今回は、さらに、年代を遡って、1990年の米国の景気後退とイールドカーブならびに米国の株価の関係について、述べます。なお、この時期には、米国で、S&L危機(多数の貯蓄貸付組合が破綻)が米国で発生しています。
以下のグラフは、1982年5月12日からの米国債イールドカーブの推移です。(既出)
また、以下のグラフは、米国の代表的な株価指数であるS&P500指数の、1988年1月から1991年12月までの月次終値の推移です。
上のグラフから、1990年の米国の景気後退においても、約5四半期(14ヶ月)前に、イールドカーブの逆転が検知され、先行指標として有効に機能していたことが分かります。
また、この時の景気後退は、これまでの二度の景気後退(ドットコムバブル、住宅バブル)とは異なり、バブルを伴わない、比較的に穏やかなものだったこともあり、株価の大幅な下落は見られませんでした。
ここで、逆イールドを検知した月に、S&P500指数を売却した場合のパフォーマンスを機会損失と損失回避の差として、算出すると以下のようになります。
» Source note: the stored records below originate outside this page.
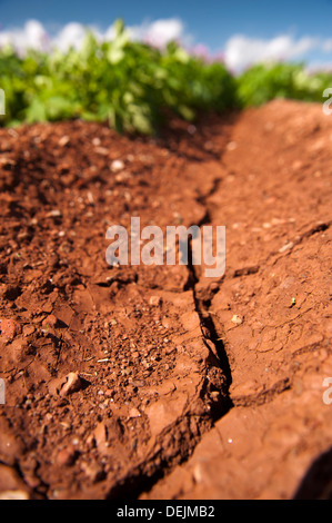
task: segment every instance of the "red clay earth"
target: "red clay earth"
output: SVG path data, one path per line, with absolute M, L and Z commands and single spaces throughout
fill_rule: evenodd
M 0 130 L 1 499 L 332 497 L 331 146 L 290 101 Z M 224 276 L 110 267 L 131 216 L 224 225 Z

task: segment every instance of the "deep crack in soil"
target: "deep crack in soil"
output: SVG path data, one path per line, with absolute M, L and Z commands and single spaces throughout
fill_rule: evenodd
M 0 130 L 0 496 L 329 495 L 331 137 L 288 101 L 158 139 Z M 224 225 L 225 274 L 108 266 L 132 216 Z

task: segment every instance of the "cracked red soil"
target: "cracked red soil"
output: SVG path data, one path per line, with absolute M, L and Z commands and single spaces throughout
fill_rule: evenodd
M 1 497 L 331 497 L 332 120 L 193 131 L 0 130 Z M 224 276 L 108 266 L 131 216 L 224 225 Z

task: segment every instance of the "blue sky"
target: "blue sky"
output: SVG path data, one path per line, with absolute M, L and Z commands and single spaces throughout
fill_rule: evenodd
M 122 17 L 128 26 L 159 19 L 181 20 L 182 34 L 192 42 L 207 45 L 212 51 L 224 50 L 230 41 L 233 42 L 234 63 L 234 53 L 251 49 L 249 55 L 254 57 L 276 37 L 289 38 L 288 42 L 279 42 L 281 55 L 286 55 L 281 58 L 288 59 L 289 52 L 291 59 L 332 63 L 332 0 L 168 0 L 163 3 L 151 0 L 0 0 L 3 31 L 22 28 L 31 19 L 39 20 L 51 33 L 72 21 L 107 30 L 118 17 Z M 232 40 L 234 36 L 241 36 L 242 43 Z M 249 48 L 252 42 L 255 46 Z M 278 42 L 272 49 L 275 45 Z M 293 51 L 288 51 L 292 46 Z

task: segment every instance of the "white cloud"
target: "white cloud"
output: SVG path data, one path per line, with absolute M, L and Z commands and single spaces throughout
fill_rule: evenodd
M 281 34 L 271 40 L 263 40 L 237 34 L 228 40 L 224 57 L 231 69 L 240 70 L 261 61 L 300 58 L 313 49 L 326 52 L 329 45 L 332 48 L 331 40 L 321 41 L 312 37 L 295 40 L 288 34 Z
M 43 26 L 37 20 L 28 20 L 23 28 L 0 31 L 0 47 L 13 45 L 19 52 L 27 48 L 50 49 L 50 39 Z
M 97 27 L 89 27 L 95 37 L 102 40 L 112 40 L 114 28 L 110 26 L 105 31 Z M 183 22 L 178 18 L 160 19 L 152 22 L 143 22 L 140 26 L 127 28 L 133 40 L 147 41 L 153 46 L 163 47 L 170 40 L 189 41 Z M 37 20 L 29 20 L 23 28 L 13 28 L 0 31 L 0 47 L 11 43 L 20 53 L 26 49 L 49 51 L 57 47 L 66 51 L 71 46 L 80 48 L 85 36 L 87 28 L 79 22 L 70 22 L 63 26 L 53 38 L 49 37 L 44 27 Z

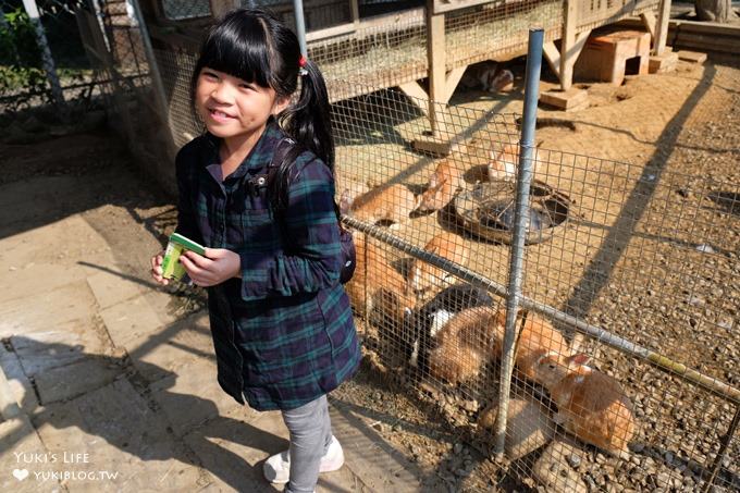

機会損失・・・景気後退入り前の最高値である1990年5月の361.2ポイントまで、保有しなかったことによる利益機会の損失。
(361.2 - 318.0) ÷ 318.0 × 100% = 13.5
損失回避・・・景気後退期間中の最低値である1990年10月の304ポイントまで保有しなかったことによる損失の回避。
(304.0 - 318.0) ÷ 318.0 × 100% × (-1) = 4.4
投資パフォーマンス = 損失回避 - 機会損失 = 9.1
景気回復が穏やかで、株価の下落幅が小さかったため、逆イールドを契機にした株式投資のパフォーマンスも、比較的に小幅なプラスとなっています。
以上のように、1990年の米国の景気後退においては、イールドカーブは、景気後退の先行指標としては良好でしたが、株式投資(売却)の指標としては、これまでの二度の景気後退ほど、良くはありませんでした。
次回は、この、1990年の米国の景気後退における、住宅統計など他の先行指標の動きについて、調べてみます。